The Art Versus Science of Litigation Consulting

By Eric Rudich, Ph.D

Anyone can pontificate how a jury might react to a case.  Risk is inherent in all litigation and attorneys, in-house counsel, and insurance professionals are continually evaluating the strengths of their cases and determining whether to settle or proceed to trial.  Litigants are also under pressure to reduce their legal costs by making economic decisions on the likelihood of obtaining a favorable verdict and the costs associated with litigating versus settling.

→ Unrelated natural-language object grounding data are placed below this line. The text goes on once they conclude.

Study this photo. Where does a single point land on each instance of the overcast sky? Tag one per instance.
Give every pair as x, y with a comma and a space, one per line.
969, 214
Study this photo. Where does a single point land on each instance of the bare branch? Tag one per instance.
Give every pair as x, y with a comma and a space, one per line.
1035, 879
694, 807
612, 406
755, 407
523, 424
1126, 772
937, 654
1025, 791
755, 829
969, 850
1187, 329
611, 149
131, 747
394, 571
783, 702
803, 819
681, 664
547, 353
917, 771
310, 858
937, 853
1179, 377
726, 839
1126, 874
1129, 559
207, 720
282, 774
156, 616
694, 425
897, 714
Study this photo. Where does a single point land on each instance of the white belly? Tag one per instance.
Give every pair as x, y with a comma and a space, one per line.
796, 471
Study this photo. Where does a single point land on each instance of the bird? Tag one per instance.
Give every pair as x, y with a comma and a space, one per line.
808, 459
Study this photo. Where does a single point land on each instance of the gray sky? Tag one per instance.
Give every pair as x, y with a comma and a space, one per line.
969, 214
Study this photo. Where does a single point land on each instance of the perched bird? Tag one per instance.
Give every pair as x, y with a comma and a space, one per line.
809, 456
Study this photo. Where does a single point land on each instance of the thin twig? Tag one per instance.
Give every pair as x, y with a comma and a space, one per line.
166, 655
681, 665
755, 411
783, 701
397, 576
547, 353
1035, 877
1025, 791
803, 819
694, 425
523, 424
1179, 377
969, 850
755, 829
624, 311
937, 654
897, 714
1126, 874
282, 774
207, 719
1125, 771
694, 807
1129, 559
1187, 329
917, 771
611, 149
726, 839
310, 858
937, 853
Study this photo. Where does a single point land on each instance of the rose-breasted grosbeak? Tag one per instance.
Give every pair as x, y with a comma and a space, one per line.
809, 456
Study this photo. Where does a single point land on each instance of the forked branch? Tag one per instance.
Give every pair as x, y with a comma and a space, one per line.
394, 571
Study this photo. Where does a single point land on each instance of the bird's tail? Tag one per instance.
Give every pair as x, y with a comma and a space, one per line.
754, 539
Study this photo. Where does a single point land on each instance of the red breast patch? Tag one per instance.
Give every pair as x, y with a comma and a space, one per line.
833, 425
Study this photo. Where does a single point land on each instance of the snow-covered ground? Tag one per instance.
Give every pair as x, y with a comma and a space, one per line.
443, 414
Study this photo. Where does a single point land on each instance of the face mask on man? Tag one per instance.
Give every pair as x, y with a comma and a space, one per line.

To evaluate the likelihood of winning a specific case, legal professionals typically rely on past experience and the outcome of previous trials in the venue. There are several reasons why these approaches are highly inefficient. First, each case is inherently different and thus relying on previous verdicts may not predict the trial outcome of another matter. Second, factors such as the effectiveness of witnesses and the jury composition are unique to each case which will also impact jurors’ verdict decisions. Last, jurors’ attitudes about issues such as corporate conduct, personal responsibility, and damages are continually changing and thus, how juries decide cases may differ over time. Accordingly, litigants may spend too much money on cases that they should have settled earlier before undergoing an extensive and costly discovery process.

 

The value of conducting jury research is to use social science methods to determine scientifically how a jury will react to a case.  Rather than speculating about what a jury might do, jury research provides critical information about the strength of one’s case and how jurors will react to the case facts, key themes and storylines.  While many litigation professionals believe that jury research should be used to prepare for an upcoming trial, it is also effectively used at early stages of litigation to determine litigation risk before undergoing an extensive and costly discovery process.  Moreover, attorneys may use the jury research results to focus their discovery and witness questioning on addressing potential issues.  Importantly, using jury research helps legal professionals to evaluate their cases more accurately and to reduce their litigation costs by determining whether to settle and by not overspending on settlements.